We had this super awkward couple of days this week. We pick up our new companion and take her with us to meet a referral. Our referral came from this Vietnamese member who speaks a bit of khmer, but she is way hard to understand. We couldn't understand anything she was telling us on how to find her to meet her, so we got way lost. We were walking back and forth down the street we thought she said to meet us on, but we just couldn't find her! so we stopped and said a prayer, and asked some young girl if she knew the place we were looking for. She got some guy to help us out and eventually we walked all the way out and around the block and the Vietnamese lady was right there waiting for us! miracle#5847. She told us she had a Khmer friend that wanted to learn with us so the next day we ""dopped" (let her ride on the back of our bikes) her to the referrals house and we sat at this table and waited for the referral to come meet us. We started talking to this lady at the table and she didn't seem interested in the least, It was super awkard because none of us knew what was going on, But our Vietnamese friend kept making us talk to her. Turns our that was actually the referral (we think) and it didn't actually go so well... it was super awkard. And then we got to our next appointment with our golden investigator KimSia who is on lesson 5. two new girls that came to piano lessons wanted to join in on our lesson with Kim Sia so of course we let them, because they had never learned about Christ before and wanted to learn more, But the lesson we planned to teach KimSia was about temples and baptisms for the dead. which are two very amazing special things, but if you don't have any Christian background, it's probably way hard to understand. Anyway, we continued to teach KimSia and the new girls anyway, and they all seemed to actually like what was going on, so we just went for it. Then, right after our lesson, we all attended a baptism that the elders had set up. So these two new girls learned about temples, baptism, ancestor work, and piano all in 3 hours. They gave us their information to keep in touch, and I sure hope they keep coming :)

We say "prepare the road" a lot here, especially when talking about how God prepares a way for us. He definitely is preparing the way for us every day as we try to find people off penciled in maps and come in contact with new people everyday.

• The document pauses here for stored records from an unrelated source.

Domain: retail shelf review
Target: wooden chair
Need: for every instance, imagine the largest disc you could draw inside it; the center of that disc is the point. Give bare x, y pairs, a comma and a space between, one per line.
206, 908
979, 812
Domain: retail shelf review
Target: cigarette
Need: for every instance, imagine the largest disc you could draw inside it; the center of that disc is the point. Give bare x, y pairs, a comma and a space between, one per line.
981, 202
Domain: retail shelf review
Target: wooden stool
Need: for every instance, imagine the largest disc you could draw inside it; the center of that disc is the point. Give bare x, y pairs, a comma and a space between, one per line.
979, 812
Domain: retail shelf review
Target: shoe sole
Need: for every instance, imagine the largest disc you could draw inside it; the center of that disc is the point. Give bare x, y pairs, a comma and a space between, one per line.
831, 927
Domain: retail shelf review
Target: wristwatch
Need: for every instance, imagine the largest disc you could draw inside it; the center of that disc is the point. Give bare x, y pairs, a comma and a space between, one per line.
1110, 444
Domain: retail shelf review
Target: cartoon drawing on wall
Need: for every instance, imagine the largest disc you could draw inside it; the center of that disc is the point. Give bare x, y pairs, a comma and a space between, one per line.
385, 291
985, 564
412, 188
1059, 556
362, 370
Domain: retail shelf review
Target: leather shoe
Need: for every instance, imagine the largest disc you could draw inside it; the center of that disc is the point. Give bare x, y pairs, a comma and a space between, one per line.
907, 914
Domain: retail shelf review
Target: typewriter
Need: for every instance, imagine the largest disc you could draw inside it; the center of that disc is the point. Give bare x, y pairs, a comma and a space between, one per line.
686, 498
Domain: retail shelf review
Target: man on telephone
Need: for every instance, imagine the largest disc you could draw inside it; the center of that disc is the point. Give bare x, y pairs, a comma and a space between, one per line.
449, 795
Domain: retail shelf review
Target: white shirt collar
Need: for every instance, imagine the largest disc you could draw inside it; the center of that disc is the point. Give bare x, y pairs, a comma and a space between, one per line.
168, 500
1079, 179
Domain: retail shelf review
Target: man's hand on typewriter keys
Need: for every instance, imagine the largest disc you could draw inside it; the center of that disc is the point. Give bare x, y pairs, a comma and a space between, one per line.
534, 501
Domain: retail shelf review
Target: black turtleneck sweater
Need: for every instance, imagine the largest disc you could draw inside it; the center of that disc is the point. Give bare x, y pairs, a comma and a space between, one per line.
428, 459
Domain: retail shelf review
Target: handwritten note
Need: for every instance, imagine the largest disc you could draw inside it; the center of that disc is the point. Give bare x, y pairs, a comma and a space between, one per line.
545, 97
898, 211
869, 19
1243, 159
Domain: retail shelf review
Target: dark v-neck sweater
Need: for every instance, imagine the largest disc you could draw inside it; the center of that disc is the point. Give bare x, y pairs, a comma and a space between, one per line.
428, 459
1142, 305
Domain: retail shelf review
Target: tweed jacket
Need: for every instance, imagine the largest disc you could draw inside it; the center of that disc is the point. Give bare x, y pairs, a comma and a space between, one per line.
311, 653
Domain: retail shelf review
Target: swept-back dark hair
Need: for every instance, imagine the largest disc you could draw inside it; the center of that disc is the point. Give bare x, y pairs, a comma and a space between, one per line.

It is so cool to see what happens when we find someone who Heavenly Father has been preparing to hear the truth. They are so ready and just soak it all in. I love being a missionary! and I love Cambodia!

I hope you have a great week. Be safe in the snow, and I'll be safe with my sunscreen!

Love,

Sister Haddock

When the innertube in my tire got a hole in it, this guy fixed it for a whole 30 cents. he blew up the tube, put in a bowl of water to see the air bubbles come up where the whole is, and he they clamped the tire in some metal and lit it on fire for a few minutes! quick cheap fix!

This is one of my favorite foods they call "kah" it is like the "beef Stew" of cambodia and so good.

We helped our Less-Active with her work yesterday when we dropped by to invite her to church. She fills these rice-season packets and counts them to fill the yellow plastic bags.

when there is heavy traffic, just drive on the sidewalk. That's ok too.